NSF Undergraduate Fellow
Sagebrush steppe plant litter and its effects on N mineralization
Dr. Richard Inouye
Bachelor of Science in Botany
University Department and/or Lab:
College of Arts and Science
Nitrogen cycling within sagebrush steppe and its dependence on plant composition.
Description of Research:
My research looked at the N concentration within sagebrush and perennial grass communities. Core samples of soil were taken within plots. These plots either contained (perennial grasses and cut down sagebrush) or control plots which contained (both sagebrush and perennial grasses). The core sample were then placed in a growth chamber which maintained a constant temperature and moisture, which eliminated them as factors that effect the N cycling. The soil was then water with a nutrient broth that supplied every nutrient the microbes in the soil would need except for N. This was to ensure that I was seeing change in the amount of nitrogen that was present in the soil when collected. This was repeated over a span of 3 months after which the data was analyzed. The data showed that there is in fact more N in the soils under sagebrush than is in the soils under perennial grasses. This disproved my hypothesis which stated that there would be more N under perennial grasses since it is easier to break down. Upon further research I discovered that a lot of dead grass (litter) in fact collects under sagebrush canopies instead of around the grasses due to wind. This litter in turn breaks down into the soil causing sagebrush to have much higher nutrient concentration in the soil otherwise called nutrient islands.

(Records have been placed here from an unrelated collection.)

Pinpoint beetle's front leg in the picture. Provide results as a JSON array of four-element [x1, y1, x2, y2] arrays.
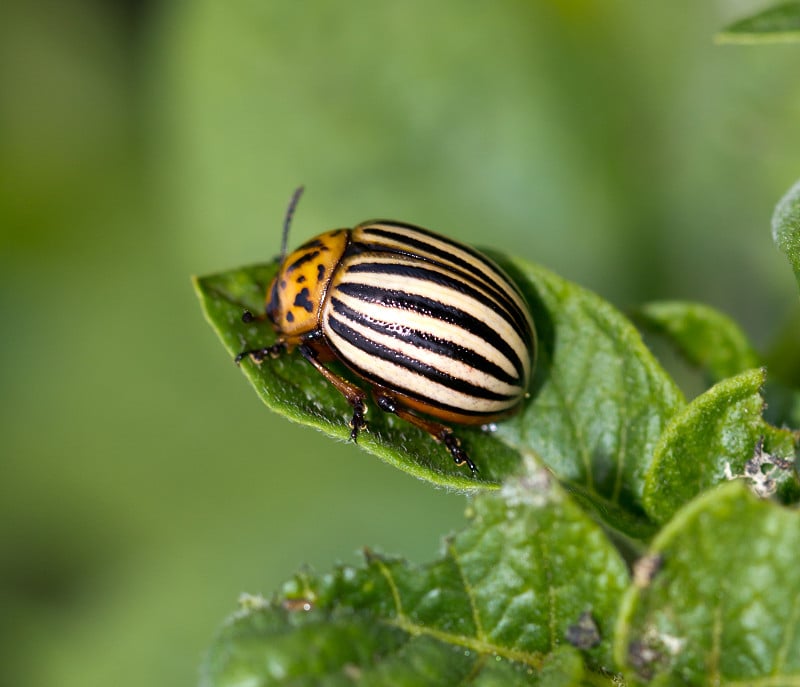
[[233, 340, 287, 365], [299, 343, 367, 441]]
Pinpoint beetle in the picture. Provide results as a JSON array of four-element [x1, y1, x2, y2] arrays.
[[236, 187, 536, 474]]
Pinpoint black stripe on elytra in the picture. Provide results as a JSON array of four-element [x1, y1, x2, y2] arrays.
[[331, 296, 521, 386], [347, 261, 530, 346], [334, 283, 525, 379], [286, 250, 320, 274], [348, 228, 532, 346], [328, 317, 514, 401]]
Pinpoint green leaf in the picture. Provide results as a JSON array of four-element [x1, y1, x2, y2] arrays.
[[203, 468, 629, 687], [614, 483, 800, 686], [495, 256, 685, 512], [715, 2, 800, 44], [772, 176, 800, 286], [636, 301, 761, 382], [644, 369, 797, 522], [195, 254, 683, 505]]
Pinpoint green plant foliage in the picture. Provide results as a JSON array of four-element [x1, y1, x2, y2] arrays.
[[636, 301, 761, 382], [644, 369, 797, 523], [716, 2, 800, 43], [615, 483, 800, 686], [204, 468, 628, 687], [196, 188, 800, 687], [196, 255, 684, 508], [772, 177, 800, 285]]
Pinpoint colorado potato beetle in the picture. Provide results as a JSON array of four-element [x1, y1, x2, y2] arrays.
[[236, 188, 536, 474]]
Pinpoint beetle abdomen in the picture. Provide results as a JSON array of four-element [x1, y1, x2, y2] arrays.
[[321, 221, 535, 423]]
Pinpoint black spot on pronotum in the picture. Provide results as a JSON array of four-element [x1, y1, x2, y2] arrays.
[[294, 288, 314, 312], [286, 250, 319, 273]]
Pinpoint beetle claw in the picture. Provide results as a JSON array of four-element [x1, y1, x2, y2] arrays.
[[350, 398, 367, 444], [442, 432, 478, 477]]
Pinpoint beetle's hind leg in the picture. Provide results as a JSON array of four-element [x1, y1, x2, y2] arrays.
[[299, 343, 367, 441], [373, 389, 478, 475]]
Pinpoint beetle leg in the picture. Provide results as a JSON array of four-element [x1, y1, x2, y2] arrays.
[[373, 390, 478, 475], [298, 344, 367, 441], [233, 340, 287, 365]]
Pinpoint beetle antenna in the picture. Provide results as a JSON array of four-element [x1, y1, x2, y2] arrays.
[[281, 186, 305, 262]]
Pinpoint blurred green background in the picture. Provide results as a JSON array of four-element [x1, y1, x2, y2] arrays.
[[0, 0, 800, 687]]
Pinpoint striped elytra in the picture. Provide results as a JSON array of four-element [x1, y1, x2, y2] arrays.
[[237, 192, 536, 472]]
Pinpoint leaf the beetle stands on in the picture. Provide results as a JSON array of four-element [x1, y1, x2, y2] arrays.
[[204, 461, 629, 687], [196, 253, 684, 511], [195, 179, 800, 687]]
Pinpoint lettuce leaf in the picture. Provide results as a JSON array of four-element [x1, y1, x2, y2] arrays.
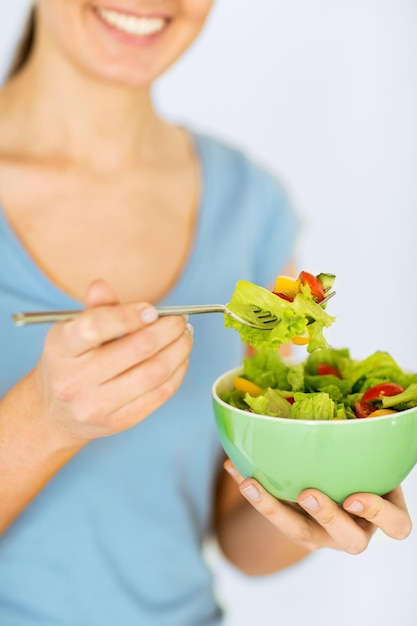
[[225, 280, 335, 352]]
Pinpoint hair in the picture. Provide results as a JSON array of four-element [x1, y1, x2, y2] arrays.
[[6, 6, 36, 80]]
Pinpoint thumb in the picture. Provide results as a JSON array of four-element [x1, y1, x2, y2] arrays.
[[85, 279, 119, 309]]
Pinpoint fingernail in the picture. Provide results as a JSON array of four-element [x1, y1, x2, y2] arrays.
[[346, 500, 364, 513], [242, 485, 261, 500], [300, 496, 319, 511], [140, 306, 158, 324]]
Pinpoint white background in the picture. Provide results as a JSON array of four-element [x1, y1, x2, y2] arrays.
[[0, 0, 417, 626]]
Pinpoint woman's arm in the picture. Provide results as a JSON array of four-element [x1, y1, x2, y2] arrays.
[[215, 460, 411, 575], [0, 281, 192, 533]]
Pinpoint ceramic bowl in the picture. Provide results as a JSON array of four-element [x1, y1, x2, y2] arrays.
[[212, 368, 417, 503]]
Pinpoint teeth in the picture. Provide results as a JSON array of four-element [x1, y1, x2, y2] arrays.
[[97, 9, 166, 36]]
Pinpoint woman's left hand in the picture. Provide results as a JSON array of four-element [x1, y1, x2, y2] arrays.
[[224, 459, 411, 554]]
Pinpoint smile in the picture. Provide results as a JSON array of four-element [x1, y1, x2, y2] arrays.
[[96, 8, 168, 37]]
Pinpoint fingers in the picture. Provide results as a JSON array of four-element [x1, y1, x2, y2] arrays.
[[78, 316, 190, 383], [224, 459, 336, 550], [343, 487, 412, 539], [55, 303, 158, 357], [297, 489, 374, 554], [108, 360, 188, 431], [94, 325, 192, 414], [224, 460, 411, 554]]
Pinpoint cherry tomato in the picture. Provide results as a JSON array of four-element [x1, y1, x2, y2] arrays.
[[298, 272, 324, 302], [317, 363, 342, 378], [362, 382, 404, 402], [274, 275, 300, 302], [355, 400, 375, 418]]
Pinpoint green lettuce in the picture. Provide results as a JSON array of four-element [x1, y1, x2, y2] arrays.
[[222, 348, 417, 420], [225, 280, 335, 352]]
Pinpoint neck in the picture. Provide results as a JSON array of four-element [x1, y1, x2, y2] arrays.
[[4, 33, 167, 169]]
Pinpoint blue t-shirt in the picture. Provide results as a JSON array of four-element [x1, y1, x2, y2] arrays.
[[0, 133, 298, 626]]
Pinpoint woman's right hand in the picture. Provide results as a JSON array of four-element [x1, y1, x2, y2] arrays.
[[33, 281, 192, 444]]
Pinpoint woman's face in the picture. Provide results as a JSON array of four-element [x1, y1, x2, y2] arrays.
[[37, 0, 214, 86]]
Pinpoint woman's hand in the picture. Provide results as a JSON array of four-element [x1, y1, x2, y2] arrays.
[[224, 460, 411, 554], [34, 281, 192, 442]]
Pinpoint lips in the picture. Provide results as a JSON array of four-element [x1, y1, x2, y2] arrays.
[[95, 7, 169, 37]]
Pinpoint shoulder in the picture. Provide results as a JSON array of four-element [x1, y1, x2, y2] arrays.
[[193, 128, 292, 211], [194, 127, 297, 221], [193, 132, 278, 185]]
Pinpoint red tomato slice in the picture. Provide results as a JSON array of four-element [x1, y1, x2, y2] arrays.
[[298, 272, 324, 302], [317, 363, 342, 378], [362, 382, 404, 402], [355, 400, 375, 418]]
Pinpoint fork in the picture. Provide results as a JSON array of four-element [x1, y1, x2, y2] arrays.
[[12, 291, 336, 330]]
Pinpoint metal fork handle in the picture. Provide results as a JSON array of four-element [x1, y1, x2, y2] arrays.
[[12, 304, 226, 326]]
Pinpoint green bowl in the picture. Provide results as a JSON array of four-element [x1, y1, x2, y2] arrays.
[[212, 368, 417, 503]]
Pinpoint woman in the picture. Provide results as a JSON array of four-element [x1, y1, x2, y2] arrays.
[[0, 0, 410, 626]]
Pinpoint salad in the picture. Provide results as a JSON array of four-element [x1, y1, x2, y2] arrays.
[[225, 271, 335, 352], [221, 348, 417, 420]]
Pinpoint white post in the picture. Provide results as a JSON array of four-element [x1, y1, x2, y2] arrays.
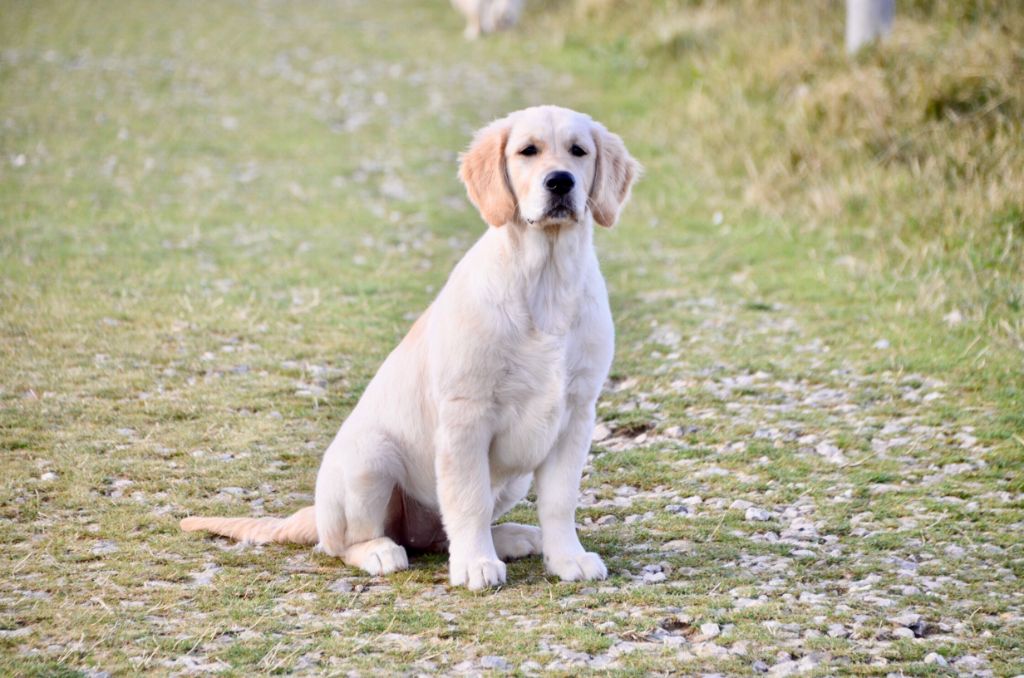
[[846, 0, 896, 54]]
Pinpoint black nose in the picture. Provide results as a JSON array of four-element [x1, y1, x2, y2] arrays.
[[544, 172, 575, 196]]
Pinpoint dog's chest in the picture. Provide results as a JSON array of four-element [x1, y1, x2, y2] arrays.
[[490, 331, 572, 473]]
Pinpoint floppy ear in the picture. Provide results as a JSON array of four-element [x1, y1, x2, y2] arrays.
[[459, 119, 515, 226], [590, 123, 643, 228]]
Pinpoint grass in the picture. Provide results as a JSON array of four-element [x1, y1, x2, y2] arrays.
[[0, 0, 1024, 675]]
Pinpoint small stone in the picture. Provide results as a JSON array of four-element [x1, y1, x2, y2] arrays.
[[480, 654, 512, 671], [743, 506, 771, 522], [665, 504, 693, 514], [89, 540, 120, 555], [889, 612, 921, 626], [692, 643, 729, 659], [590, 423, 611, 442], [662, 539, 693, 553], [700, 622, 722, 638], [946, 544, 967, 558], [828, 624, 850, 638], [953, 654, 985, 672], [327, 579, 352, 593]]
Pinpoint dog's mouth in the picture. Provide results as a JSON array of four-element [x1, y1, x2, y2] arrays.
[[530, 199, 577, 223]]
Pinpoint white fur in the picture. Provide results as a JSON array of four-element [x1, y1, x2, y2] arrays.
[[452, 0, 522, 40], [182, 107, 639, 589]]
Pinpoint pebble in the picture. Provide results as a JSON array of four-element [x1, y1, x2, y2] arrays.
[[480, 654, 512, 671], [590, 424, 611, 442], [327, 579, 352, 593], [743, 506, 771, 522], [889, 612, 921, 626], [827, 624, 850, 638]]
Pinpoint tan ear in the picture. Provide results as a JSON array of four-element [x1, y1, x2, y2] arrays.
[[459, 119, 515, 226], [590, 123, 643, 228]]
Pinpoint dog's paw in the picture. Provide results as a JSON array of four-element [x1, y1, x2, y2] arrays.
[[345, 537, 409, 575], [449, 558, 505, 591], [544, 553, 608, 582], [490, 522, 541, 560]]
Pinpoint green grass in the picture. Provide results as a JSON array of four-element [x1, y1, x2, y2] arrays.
[[0, 0, 1024, 675]]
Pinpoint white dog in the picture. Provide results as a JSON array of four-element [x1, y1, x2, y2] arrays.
[[181, 107, 640, 589], [452, 0, 522, 40]]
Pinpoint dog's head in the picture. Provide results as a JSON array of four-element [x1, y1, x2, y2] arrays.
[[459, 105, 640, 228]]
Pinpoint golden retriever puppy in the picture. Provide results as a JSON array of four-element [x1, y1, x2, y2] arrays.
[[181, 105, 640, 589], [452, 0, 522, 40]]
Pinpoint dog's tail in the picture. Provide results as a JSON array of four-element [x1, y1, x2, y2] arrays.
[[181, 506, 317, 545]]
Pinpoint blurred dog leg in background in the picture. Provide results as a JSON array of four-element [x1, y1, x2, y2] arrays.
[[452, 0, 522, 40]]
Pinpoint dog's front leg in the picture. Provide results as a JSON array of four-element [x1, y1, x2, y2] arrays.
[[435, 399, 505, 591], [534, 406, 608, 582]]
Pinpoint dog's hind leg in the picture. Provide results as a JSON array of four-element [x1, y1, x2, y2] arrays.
[[315, 442, 409, 575]]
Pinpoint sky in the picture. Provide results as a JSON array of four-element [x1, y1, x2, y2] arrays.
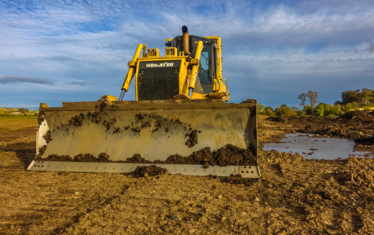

The reason that the soil had more N even after the sagebrush had been cut down is because these nutrient islands can persist for up to a decade.
One example of how you integrate your research into your GK-12 experience:
My research was really helpful in the class because it is so ecology based which is really what seventh graders are learning about in their science classes. The required background in botany was helpful when we taught that section. I was better at helping with every lab because I knew what was really important for them to see in the experiment and how to help them reach a result from the project. As far as content my project was really helpful when we started talking about ecology, food webs, and life cycles. I was able to use my research as a real life example that was being shown to them by someone they knew that was able to tell them about it at a level that they were able to understand. As we continued to teach the concepts I would always be able to reference back to a point in my research and say "see it is sort of like what I did with the soil here". I don't think that I would have been able to bring as much to the classroom had I not had that research experience.